Former heavyweight world champions Anthony Joshua and Deontay Wilder will fight separate opponents on the same night as part of a stacked card on 23 December in Riyadh, Saudi Arabia.

Briton Joshua will face Otto Wallin, with American Wilder taking on former champion Joseph Parker.

If Joshua and Wilder both win, they could fight each other in 2024.

On the undercard, WBA light-heavyweight champion Dmitry Bivol defends his title against Manchester’s Lyndon Arthur.

Londoner Ellis Zorro will challenge WBC cruiserweight champion Jai Opetaia, while British heavyweight Daniel Dubois will face American Jarrell Miller.

Tyson Fury v Oleksandr Usyk was set to headline the event, but Fury’s difficult encounter with Francis Ngannou last month derailed those plans.

With the date less than six weeks away, Turki Alalshikh of Saudi Arabia’s General Entertainment Authority and Frank Warren’s Queensbury Promotions have managed to finalise one of the strongest cards in boxing history.

Joshua and Wilder are on the comeback trail since losing their world titles to Usyk and Fury respectively.

Joshua, 34, is promoted by Matchroom Boxing and Eddie Hearn, while 38-year-old Wilder has spent most of his career with Premier Boxing Champions and adviser Al Haymon, as well as being managed by Shelly Finkel.

Joshua is a two-time world champion with a record of 26 wins – including 23 stoppages – and three defeats.

Sweden’s Wallin, 32, has lost just once in 27 outings – a points defeat by Fury in 2019.

Wilder is one of the greatest knockout punchers in heavyweight history, with 42 stoppages in 43 wins.
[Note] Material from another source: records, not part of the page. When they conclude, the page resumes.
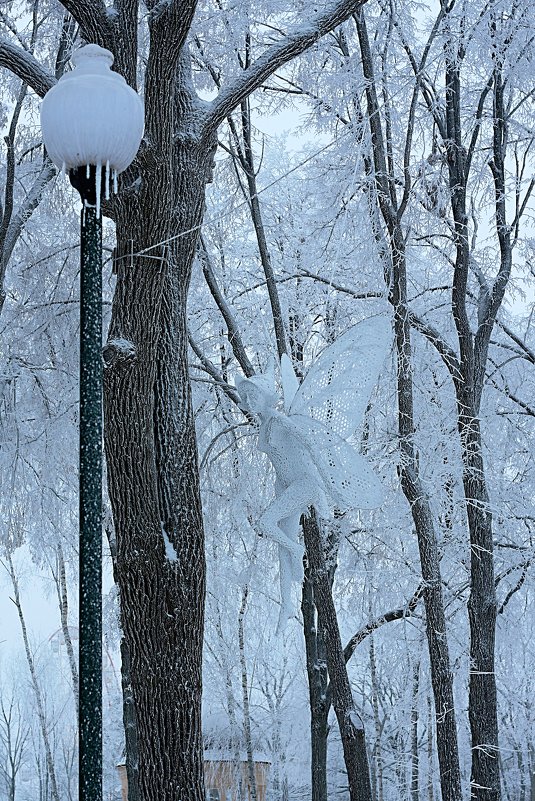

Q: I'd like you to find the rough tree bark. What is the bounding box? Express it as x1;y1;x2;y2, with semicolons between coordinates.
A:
301;562;330;801
303;513;373;801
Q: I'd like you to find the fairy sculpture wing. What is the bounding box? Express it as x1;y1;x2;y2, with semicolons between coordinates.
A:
288;316;391;440
280;353;299;412
291;414;384;510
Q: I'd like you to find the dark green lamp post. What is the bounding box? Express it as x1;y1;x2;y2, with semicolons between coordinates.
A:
40;45;144;801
The only blemishes on his record – two defeats and a draw – have been at the hands of Fury.

World-title challenger Dubois – who lost to Usyk in August – will face the undefeated Miller.

The American tested positive for banned substances in 2019 and was withdrawn from a world-title shot against Joshua.
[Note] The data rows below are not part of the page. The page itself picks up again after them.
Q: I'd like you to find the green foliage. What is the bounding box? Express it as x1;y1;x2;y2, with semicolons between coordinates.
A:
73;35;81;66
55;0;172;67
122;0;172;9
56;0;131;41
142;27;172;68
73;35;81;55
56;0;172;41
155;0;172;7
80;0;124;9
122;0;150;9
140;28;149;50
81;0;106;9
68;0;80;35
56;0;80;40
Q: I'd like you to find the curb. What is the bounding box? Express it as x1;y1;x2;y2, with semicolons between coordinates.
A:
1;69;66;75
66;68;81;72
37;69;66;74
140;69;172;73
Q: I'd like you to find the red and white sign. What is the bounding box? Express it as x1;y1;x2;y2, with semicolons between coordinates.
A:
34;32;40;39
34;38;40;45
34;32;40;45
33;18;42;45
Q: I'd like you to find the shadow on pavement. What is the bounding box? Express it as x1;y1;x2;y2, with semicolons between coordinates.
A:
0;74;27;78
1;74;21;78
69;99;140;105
Russian Bivol will make an 11th defence of his world title against undefeated Zorro, while Arthur will challenge for a first world title against hard-hitting Australian Opetaia.

Earlier this year Joshua and Wilder were in talks with Saudi Arabia-based Skills Challenge about fighting, before discussions collapsed. Alalshikh’s outfit has now emerged as the power broker for boxing in the country.

The card is the latest high-profile sporting event to be hosted by Saudi Arabia, but the country’s increased involvement in global sport has proven controversial.

Saudi Arabia’s increasing desire to host elite sporting events – including boxing matches, an annual Formula 1 race and a bid for the 2034 World Cup – has brought scrutiny due to its poor human rights record.

Mohammed bin Salman, the Saudi crown prince, said in September that he “does not care” about accusations the country is “sportswashing” – investing in sport and using high-profile events to quell criticism of its practices and improve its international reputation.

In August, Saudi border guards were accused in a report by Human Rights Watch of the mass killing of migrants along the Yemeni border. Saudi Arabia has previously rejected allegations of systematic killings.

The scrutiny on Saudi Arabia has not, though, prevented elite-level sportspeople from competing there.